The horror is in the product descriptions

The poem’s most searing details arrive as merchandise. War becomes merchandising of skinburning phosphorous and shells that become fleshpiercing needles. By describing weaponry in tactile, bodily terms—skin, flesh, needles—Ginsberg refuses the sanitized language of “defense” or “operations.” The brutality is not incidental; it is the selling point. This is where the poem’s anger sharpens: the corporate world is imagined as calmly packaging what should be unspeakable, converting mutilation into money millions gained. The tone is simultaneously clinical and sickened, as if the speaker has forced himself to read the fine print until it starts to scream.

A ladder of power: directors, lobbyists, generals, banks

After the weapons, the poem climbs the organizational ladder, listing the human links who make violence normal. The Fathers in office sit at telephones directing finance; then come the intermediaries, ambassadors to the Capital who sit drinking / in hotel lobbies to persuade. The image of policy being shaped in hotel lobbies is deliberately deflating: decisions that cost lives are nudged along by comfort, alcohol, and persuasion-for-hire. Even more corrosive is the glimpse of hired influence that drop Amphetamine while they gossip, argue, and persuade—a portrait of speeded-up talk substituting for conscience. By the time the poem reaches generals & captains, it has suggested that military command is not separate from commerce but folded into it: they know thus work for manufacturers.

The media net: ownership as an extension of war

The accusation widens from makers of weapons to makers of belief. Above the industries sit banks and investment trusts that control these industries; then, chillingly, the newspapers owned by these banks and airstations owned by these combines.
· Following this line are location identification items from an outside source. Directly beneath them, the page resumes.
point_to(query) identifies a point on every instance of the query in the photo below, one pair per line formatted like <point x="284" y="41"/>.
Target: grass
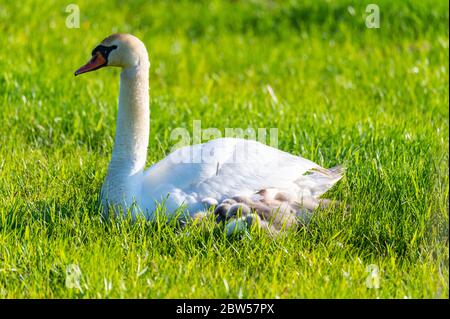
<point x="374" y="99"/>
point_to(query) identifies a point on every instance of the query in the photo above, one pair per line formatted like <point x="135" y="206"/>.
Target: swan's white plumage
<point x="225" y="173"/>
<point x="216" y="170"/>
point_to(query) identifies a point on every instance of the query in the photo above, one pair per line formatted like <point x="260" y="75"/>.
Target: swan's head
<point x="121" y="50"/>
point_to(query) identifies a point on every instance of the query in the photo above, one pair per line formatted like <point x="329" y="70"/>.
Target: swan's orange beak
<point x="97" y="61"/>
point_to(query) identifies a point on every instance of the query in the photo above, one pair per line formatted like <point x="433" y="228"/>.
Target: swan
<point x="244" y="180"/>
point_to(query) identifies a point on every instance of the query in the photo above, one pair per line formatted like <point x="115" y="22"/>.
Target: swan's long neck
<point x="132" y="134"/>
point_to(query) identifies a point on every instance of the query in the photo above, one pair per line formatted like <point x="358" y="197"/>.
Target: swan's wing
<point x="226" y="167"/>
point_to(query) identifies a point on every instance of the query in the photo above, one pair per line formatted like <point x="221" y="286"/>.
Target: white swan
<point x="265" y="178"/>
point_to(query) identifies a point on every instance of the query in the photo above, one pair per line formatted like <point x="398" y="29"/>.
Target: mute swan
<point x="247" y="178"/>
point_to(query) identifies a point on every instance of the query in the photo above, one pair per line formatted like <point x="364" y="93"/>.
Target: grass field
<point x="373" y="99"/>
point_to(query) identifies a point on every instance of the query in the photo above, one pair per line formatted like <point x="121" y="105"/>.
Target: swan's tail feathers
<point x="318" y="180"/>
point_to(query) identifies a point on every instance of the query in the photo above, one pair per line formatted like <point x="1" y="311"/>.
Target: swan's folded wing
<point x="224" y="167"/>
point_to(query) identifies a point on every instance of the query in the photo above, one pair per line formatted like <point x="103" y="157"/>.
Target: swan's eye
<point x="104" y="50"/>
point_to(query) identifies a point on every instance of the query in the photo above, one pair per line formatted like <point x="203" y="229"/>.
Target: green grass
<point x="374" y="99"/>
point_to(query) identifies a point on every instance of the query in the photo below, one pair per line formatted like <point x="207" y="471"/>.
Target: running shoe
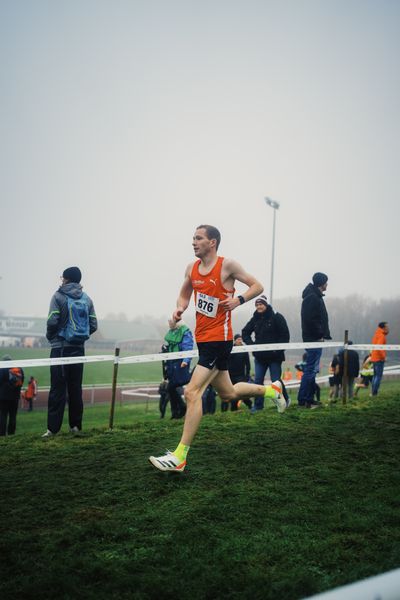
<point x="274" y="393"/>
<point x="168" y="462"/>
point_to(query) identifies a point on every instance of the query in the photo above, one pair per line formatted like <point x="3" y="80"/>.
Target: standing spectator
<point x="71" y="321"/>
<point x="31" y="392"/>
<point x="300" y="366"/>
<point x="209" y="400"/>
<point x="353" y="368"/>
<point x="178" y="338"/>
<point x="287" y="374"/>
<point x="239" y="369"/>
<point x="378" y="357"/>
<point x="266" y="327"/>
<point x="315" y="328"/>
<point x="11" y="382"/>
<point x="367" y="373"/>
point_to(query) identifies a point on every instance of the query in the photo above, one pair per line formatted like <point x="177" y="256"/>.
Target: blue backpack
<point x="76" y="331"/>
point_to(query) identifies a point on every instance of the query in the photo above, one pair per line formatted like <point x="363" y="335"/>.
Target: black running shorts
<point x="214" y="354"/>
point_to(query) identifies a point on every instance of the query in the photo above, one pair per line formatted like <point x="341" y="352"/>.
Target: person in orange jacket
<point x="378" y="357"/>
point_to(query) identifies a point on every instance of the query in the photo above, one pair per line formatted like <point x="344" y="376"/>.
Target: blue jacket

The poem’s logic is that the war economy does not merely build bombs; it also owns the channels that explain the bombs. This creates the poem’s key tension: it wants to establish clear culpability—names, ownership, chains of command—yet it also reveals a system so interlocked that guilt becomes almost atmospheric. If the same financial structures control production and information, the citizen’s view of the war is already pre-shaped by the war’s beneficiaries.

Orderly mind versus unbearable knowledge

A subtle turn arrives when the poem becomes explicitly self-conscious about its own method: the beginning of this accounting is 1958 and the end 1968, so that that static be contained in an orderly mind, coherent and definite. The speaker sounds as if he is trying to survive the facts by arranging them. That desire for coherence is almost plaintive: listing becomes a coping mechanism as much as an attack. But the poem also implies that the system thrives on the opposite of coherence—on distraction, euphemism, and the dulling blur of daily news. The poem’s faith (or gamble) is that a disciplined accumulation of names can cut through the static and reattach violence to decision-makers.

The unsettling claim beneath the litany

One of the poem’s most disturbing suggestions is that complicity is not limited to boardrooms. It notes thousands of citizens employed by these businesses, a line that widens the circle from villains to livelihoods. The poem doesn’t let employment function as innocence; it places ordinary labor inside the same inventory as stockholders and lobbyists. If the war economy is also a jobs economy, then the poem’s demand for moral clarity collides with the social reality that many people may depend on what they would otherwise condemn.

By ending with dates—first day December 1967—and calling itself a continuing poem of these States, the litany becomes a public record in real time. The tone isn’t resigned; it is prosecutorial, even if the prosecution is carried out with the blunt tools of a list. Ginsberg’s final insistence is that war profit is not a rumor or a mood but an archive—and that the act of reading those names is already a form of refusing the static.